La Mission du Cameroun venait d'être définitivement confiée à la Congrégation du Saint-Esprit, après que le Cameroun eût été remis à la France par le Traité de Saint-Germain et la décision de la Société des Nations qui en faisait un territoire sous mandat. Monseigneur Hennemann, Pallotin, donnait alors sa démission et Rome transférait à Yaoundé Monseigneur Vogt, Vicaire apostolique de Bagamoyo.

Un mouvement extraordinaire de conversions au catholicisme se manifestait dans plusieurs tribus camerounaises, et plus spécialement à Yaoundé ; mais les missionnaires n'étaient encore qu'une poignée, et ils étaient littéralement débordés par leur travail. C'est alors (septembre 1923) qu'arriva le jeune Père François Pichon. Né à Brest, au diocèse de Quimper, le 23 avril 1898, d'une très modeste famille qui devait donner au service de Dieu trois fils prêtres spiritains, les PP. Pierre, Yves et François Pichon, et deux filles religieuses.

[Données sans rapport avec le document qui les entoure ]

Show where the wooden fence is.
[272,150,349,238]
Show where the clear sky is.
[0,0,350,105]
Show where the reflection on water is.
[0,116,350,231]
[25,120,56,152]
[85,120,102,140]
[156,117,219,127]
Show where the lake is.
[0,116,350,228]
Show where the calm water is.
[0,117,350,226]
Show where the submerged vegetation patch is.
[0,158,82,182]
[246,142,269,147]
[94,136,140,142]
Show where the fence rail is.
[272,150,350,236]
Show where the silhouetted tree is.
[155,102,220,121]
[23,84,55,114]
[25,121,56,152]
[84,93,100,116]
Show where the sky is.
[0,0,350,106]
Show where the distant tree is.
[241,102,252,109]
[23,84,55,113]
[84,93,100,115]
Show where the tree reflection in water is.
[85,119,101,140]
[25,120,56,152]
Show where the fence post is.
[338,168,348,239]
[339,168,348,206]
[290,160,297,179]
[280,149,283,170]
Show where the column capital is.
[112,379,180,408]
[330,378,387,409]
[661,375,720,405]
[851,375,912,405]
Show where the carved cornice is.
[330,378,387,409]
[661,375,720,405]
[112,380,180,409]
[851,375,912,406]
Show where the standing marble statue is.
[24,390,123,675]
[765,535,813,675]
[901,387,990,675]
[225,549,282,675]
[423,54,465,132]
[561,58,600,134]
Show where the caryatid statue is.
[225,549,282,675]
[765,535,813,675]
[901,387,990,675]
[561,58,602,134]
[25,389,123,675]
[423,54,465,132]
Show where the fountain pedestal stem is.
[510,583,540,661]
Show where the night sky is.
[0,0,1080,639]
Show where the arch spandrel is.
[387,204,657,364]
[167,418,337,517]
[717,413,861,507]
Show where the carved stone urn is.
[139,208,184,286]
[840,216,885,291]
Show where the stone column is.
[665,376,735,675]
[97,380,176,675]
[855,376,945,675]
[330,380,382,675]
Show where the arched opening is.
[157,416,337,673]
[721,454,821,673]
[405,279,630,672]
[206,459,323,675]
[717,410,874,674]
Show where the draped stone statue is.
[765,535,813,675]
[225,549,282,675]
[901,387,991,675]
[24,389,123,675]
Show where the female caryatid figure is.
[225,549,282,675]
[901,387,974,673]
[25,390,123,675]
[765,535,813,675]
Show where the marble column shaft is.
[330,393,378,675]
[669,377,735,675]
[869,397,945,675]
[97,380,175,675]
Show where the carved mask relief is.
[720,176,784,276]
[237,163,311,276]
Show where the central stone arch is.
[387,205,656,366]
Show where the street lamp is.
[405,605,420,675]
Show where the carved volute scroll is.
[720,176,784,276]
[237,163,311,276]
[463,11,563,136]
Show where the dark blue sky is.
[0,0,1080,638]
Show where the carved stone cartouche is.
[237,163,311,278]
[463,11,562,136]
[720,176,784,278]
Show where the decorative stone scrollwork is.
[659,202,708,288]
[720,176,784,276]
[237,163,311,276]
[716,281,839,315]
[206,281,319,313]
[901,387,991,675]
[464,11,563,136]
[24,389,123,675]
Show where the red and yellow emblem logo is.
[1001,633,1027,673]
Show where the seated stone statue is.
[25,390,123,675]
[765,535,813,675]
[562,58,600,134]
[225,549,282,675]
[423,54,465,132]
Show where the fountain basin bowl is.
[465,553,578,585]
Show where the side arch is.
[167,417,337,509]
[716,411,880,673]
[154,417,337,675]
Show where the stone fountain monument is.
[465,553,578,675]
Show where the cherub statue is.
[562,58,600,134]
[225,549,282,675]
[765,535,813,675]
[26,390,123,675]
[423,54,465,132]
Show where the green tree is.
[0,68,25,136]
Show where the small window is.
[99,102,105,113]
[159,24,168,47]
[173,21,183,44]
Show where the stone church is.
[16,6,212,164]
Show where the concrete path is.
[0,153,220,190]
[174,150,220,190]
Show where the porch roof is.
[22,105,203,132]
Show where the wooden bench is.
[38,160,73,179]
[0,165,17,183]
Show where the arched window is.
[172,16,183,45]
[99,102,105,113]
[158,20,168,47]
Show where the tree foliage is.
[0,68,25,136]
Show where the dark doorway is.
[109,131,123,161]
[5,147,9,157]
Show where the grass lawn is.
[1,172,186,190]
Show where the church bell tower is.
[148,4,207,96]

François entra, en 1909, à l'école apostolique de Gentinnes et fut retenu en Belgique pendant toute la guerre jusqu'en 1919. Il fit son noviciat à Louvain et y reçut la première tonsure, avant de venir terminer sa théologie au scolasticat de Chevilly. De cette famille à laquelle il appartenait, on peut dire ce qu'on a dit de la famille de sainte Thérèse de l'Enfant Jésus, que ce fut une famille caractérisée par la contagion fraternelle, parce que frères et s_urs s'entraînaient mutuellement à la vocation apostolique.

Ordonné prêtre à Chevilly le 28 octobre 1922, il reçut en juillet 1923 son obédience pour le Cameroun où se trouvait déjà son frère aîné, Pierre.

Placé à Mvolyé, il trouvait dans ce poste une chrétienté de quelque 25.000 chrétiens et autant de catéchumènes, sur un territoire s'étendant vers l'Est à plus de 700 kilomètres. Travaux matériels, tournées de brousse épuisantes, des heures et des heures au confessionnal, il y avait-là plus qu'il n'en fallait pour éviter l'ennui au jeune missionnaire, qui partageait ce travail avec deux ou trois confrères. Mais il y avait surtout plusieurs milliers d'écoliers, soit à la mission, soit en brousse, avec des moniteurs qui avaient dû se mettre au français après avoir enseigné l'allemand on les lui confia... sans pour cela le dispenser du ministère habituel. Il se montre tout de suite excellent éducateur : il compose des syllabaires, des livres de lecture en français et en . ewondo, sagement adaptés aux écoliers africains ; et, bien avant que soit découverte "officiellement" l'éducation de base, il la pratique. Longtemps, ses ouvrages furent les seuls de ce genre et ils servirent de modèles à ceux qui furent publiés par la suite. Et si le Sud-Cameroun compte parmi les pays d'Afrique ayant le moins d'analphabètes, c'est en grande partie au Père Pichon qu'il le doit.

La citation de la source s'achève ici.